New publication by Sinkwan Cheng, EURIAS Fellow 2015-2016
"Confucius, Aristotle, and a New 'Right' to Connect China to the West: What Concepts of 'Self' and 'Right' We Might Have without the Christian Notion of Original Sin?”
Self or No-Self? The Debate about Selflessness and the Sense of Self, Ingolf U. Dalferth & Trevor W. Kimball (eds)
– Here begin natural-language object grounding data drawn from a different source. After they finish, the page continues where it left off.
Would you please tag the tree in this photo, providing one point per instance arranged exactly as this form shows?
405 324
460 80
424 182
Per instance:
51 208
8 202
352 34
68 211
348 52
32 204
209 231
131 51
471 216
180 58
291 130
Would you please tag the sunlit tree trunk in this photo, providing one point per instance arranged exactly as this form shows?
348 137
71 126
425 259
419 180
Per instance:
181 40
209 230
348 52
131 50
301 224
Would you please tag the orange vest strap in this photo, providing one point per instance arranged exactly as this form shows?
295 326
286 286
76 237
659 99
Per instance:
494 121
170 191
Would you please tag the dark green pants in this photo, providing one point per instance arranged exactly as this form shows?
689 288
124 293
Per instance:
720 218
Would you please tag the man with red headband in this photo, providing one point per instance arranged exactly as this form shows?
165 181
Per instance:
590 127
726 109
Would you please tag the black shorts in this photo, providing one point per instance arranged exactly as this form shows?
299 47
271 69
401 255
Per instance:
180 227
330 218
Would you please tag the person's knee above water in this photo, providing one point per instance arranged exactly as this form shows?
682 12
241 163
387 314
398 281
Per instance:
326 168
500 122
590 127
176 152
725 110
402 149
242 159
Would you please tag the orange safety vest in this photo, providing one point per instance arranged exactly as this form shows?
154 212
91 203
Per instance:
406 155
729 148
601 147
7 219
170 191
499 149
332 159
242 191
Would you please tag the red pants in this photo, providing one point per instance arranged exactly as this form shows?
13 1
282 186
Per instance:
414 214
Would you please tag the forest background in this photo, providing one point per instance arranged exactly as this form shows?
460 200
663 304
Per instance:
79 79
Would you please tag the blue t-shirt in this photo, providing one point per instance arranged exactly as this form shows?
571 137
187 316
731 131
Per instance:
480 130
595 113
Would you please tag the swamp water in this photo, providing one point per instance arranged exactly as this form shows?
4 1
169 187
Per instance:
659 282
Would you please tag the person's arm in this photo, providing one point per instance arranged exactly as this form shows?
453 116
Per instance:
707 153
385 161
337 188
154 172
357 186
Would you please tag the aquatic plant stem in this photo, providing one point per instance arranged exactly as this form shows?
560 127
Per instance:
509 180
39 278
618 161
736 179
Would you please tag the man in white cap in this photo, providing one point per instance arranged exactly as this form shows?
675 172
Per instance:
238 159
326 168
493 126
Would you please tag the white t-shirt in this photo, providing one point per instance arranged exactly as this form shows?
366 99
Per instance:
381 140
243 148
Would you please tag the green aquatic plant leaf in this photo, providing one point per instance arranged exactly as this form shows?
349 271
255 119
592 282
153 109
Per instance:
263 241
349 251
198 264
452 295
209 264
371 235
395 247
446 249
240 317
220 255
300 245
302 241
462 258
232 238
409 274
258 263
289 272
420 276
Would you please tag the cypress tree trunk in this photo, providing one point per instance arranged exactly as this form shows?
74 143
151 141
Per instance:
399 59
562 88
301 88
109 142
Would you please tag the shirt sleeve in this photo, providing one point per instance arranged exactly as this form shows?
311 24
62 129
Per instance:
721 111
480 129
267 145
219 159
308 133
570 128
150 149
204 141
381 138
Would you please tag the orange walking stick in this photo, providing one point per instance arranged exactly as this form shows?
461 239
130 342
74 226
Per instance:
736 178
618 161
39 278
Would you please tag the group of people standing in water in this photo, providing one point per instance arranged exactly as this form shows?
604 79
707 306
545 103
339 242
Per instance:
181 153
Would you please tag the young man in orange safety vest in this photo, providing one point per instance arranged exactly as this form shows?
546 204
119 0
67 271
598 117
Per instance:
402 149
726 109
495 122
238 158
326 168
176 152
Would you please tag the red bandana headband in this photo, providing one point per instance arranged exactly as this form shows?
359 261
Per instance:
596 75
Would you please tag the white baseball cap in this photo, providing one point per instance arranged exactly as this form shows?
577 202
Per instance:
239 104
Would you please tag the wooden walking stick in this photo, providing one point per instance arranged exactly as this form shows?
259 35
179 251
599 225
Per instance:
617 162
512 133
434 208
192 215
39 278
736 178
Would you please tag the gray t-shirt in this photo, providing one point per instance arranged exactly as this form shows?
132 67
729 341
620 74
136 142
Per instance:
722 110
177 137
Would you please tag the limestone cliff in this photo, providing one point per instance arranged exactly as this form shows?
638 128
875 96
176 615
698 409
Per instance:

Mohr Siebeck, Tübingen, 2017, pp.269-299.
Abstract
This paper is part of a book project entitled Translations, Concepts of `Right,’ and the Opium Wars: A New Historical Method and a New World History. The book endeavours to find a concept of “right” rooted in both Western and Chinese traditions in order to better connect China to Europe. This I undertake by using Yuan Dehui’s 19th-century Chinese translation of Emer de Vattel’s “right”—often regarded a mistranslation due to the absence in the classical Chinese culture of a concept of an atomistic self that could ground the modern liberal notion of “right” -- to tease out its classical Greek counterpart which is equally incompatible with the modern liberal idea of “right.” More importantly, I use the two classical traditions’ common incompatibility with modern liberal notion of “right” to explore the commonalities between them, and examine how two civilizations apart from each other could nonetheless share a similar idea of “self” giving rise to similar notions of “right.”
It is my argument that Yuan’s translation li (理)which looks like a Confucian misinterpretation of Western notions of “right” turns out to be a return of the repressed—that is, a return of an earlier Western meaning of “right” which has been increasingly repressed since Europe’s capitalistic-imperialistic adventures. By using Yuan’s Confucian rendition of “right” to draw out a pre-Christian, pre-capitalist, and pre-expansionist meaning of “right” in the Western tradition, my goal is to join the East with the West in a “right” that could better harmonize the self with society, right with duty, and negative with positive freedom.
In addition to breaking new grounds in intellectual content, I also seek to do the same with methodology. I initiate a new kind of adventure in Koselleck’s Begriffsgeschichte method by using synchronic semantic changes effected by translation to interrogate the diachronic semantic changes of “right” in the West. By using the “new” semantics that surface in the Chinese translation of “right” to draw out the “old” semantics of “right” in the West, I effect a defamiliarization of the modern liberal concept of “right” via both its synchronic Other (Confucian “right”) and its diachronic Other (“right” in pre-modern West). In Benjaminian language, my paper uses Chinese translation history to “blast a specific era out of the homogeneous course of history” in the semantic history of “right” in the West. Benjamin disrupts the “homogeneous empty time” of mythical linear history via “a tiger’s leap into the past.” I demonstrate how radical heterogeneity can be introduced by the spatial Other (Chinese translation history) as much as the temporal Other. My method also extends Benjamin by making a tiger’s leap into the Other of the past, and into the past of the Other. By using the Confucian notion of “right” to draw out an earlier notion of “right” in the West, I aim at interrogating modern Western “right” with its temporal Other (Aristotle) via the detour of its cultural Other (Confucius), thus inviting readers to understand the meaning of “right” anew.